Let's pass over his completely clueless statement that there aren't any people writing about being Mexican (I mean come on! It's such a ridiculous idea that I don't even know how he could come up with it. Do a Google search for 'Mexican American authors' and you get 8,950,000 results in .18 seconds. The top hit is for a Wikipedia page titled 'List of Mexican American writers,' which lists more than 140 names, many of which are the names of bestselling authors. No one writing about being Mexican American? Come on!). Let's just pass over that statement completely, and focus instead on why he's thinking like an idiot for considering an MFA.

Well, shit. Getting into the MFA topic is opening up a pretty big can of worms, too, and plenty of people have already been there and done that. So let me try to boil my thoughts down to a few brief points:

1. MFA Programs are fucking expensive. (My checker friend was considering both USF [estimated cost: $50,000+] and Mills [probably even more expensive than USF], but hoping to get into SFSU [estimated cost: $22,626, and with the way the CSU system is raising tuition costs to offset reduced state support, it'll probably be a lot more than that].)

2. MFA Programs will not give you a degree that helps you earn any kind of money.
(The money consideration is important mainly because of the cost of the degree itself--you're going to build up a significant debt in the pursuit of that degree. But the principle job an MFA makes you suitable for, as far as I can see, is teaching MFA courses, which doesn't earn any money for any significant number of people. On a side note, this little catch-22 actually leads us toward another idea I have: that the writing school industry is inherently cannibalistic. You want to make a career out of your writing degree, but your writing degree doesn't qualify you for any career other than teaching writing, and so you need to find students who want to take writing classes, and then those students will need to find more students to teach, so they can charge them money, so they can use that money to pay off the debt they incurred while obtaining their degree. It goes on an on, a snake eating it's tail.)

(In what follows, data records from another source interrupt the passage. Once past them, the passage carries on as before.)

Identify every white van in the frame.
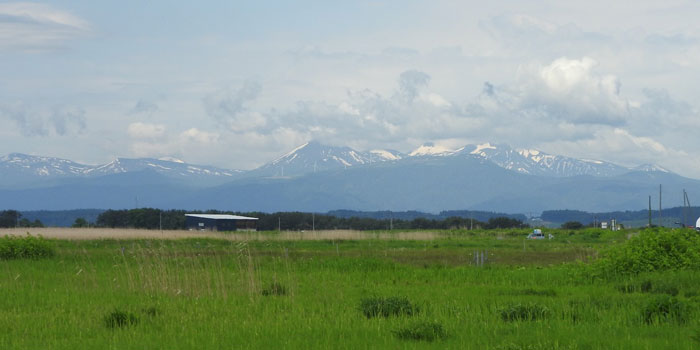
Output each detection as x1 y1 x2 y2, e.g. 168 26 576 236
527 229 545 240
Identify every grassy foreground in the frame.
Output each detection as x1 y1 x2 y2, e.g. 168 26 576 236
1 228 699 349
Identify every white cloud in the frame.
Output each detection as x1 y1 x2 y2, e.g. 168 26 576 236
0 2 90 51
127 122 165 140
514 57 630 125
179 128 218 144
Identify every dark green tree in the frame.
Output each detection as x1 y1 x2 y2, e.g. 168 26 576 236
561 221 584 230
0 210 21 228
72 218 89 228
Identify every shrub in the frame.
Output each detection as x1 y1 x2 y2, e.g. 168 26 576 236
499 303 550 322
393 321 447 342
261 282 287 296
359 296 417 318
594 228 700 276
0 234 55 260
104 309 139 328
642 296 689 324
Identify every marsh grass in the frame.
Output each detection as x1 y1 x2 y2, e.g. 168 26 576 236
499 303 551 322
359 296 418 318
104 309 139 329
642 296 690 324
393 321 447 342
505 288 557 297
1 228 699 349
261 282 287 296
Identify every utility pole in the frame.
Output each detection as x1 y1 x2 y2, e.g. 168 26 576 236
648 195 652 227
159 211 162 232
685 190 693 228
683 190 687 227
659 184 662 227
278 217 281 232
312 213 315 232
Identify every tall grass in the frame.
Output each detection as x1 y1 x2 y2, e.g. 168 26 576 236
0 229 698 349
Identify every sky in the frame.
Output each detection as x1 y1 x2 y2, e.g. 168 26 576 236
1 1 700 177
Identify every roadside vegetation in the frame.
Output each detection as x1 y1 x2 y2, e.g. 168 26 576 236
1 227 698 349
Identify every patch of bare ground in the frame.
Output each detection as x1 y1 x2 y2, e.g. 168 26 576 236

3. MFA Programs don't necessarily help you write, and likely will make it harder. (My checker friend admitted that he's been 'busy with school stuff' recently, so he 'hasn't had much time to write. I had the same experience when I was at school, and the writing I did find time for was rarely the type of writing I wanted to do--I was so busy with class exercises and projects that I hardly ever had time to work on even short projects of my own, let alone longer works. Maybe that changes once you get into the MFA program, but I doubt it.)

4. MFA Programs will stifle your creativity. (My theory about school is this: it depends upon the idea that you don't know what you're doing, that you can't figure it out on your own, and that consequently you need someone to teach you. I mean, if you can figure it out on your own, what do you need school for? And so built into the system, as a self-preserving device, is the prerogative to find fault in your efforts, in order to offer you guidance. This effect is especially sinister when it comes to writing, which is already a quixotic quest.)

I could go on, and probably will in a later blog post, but I'm going to end this one here.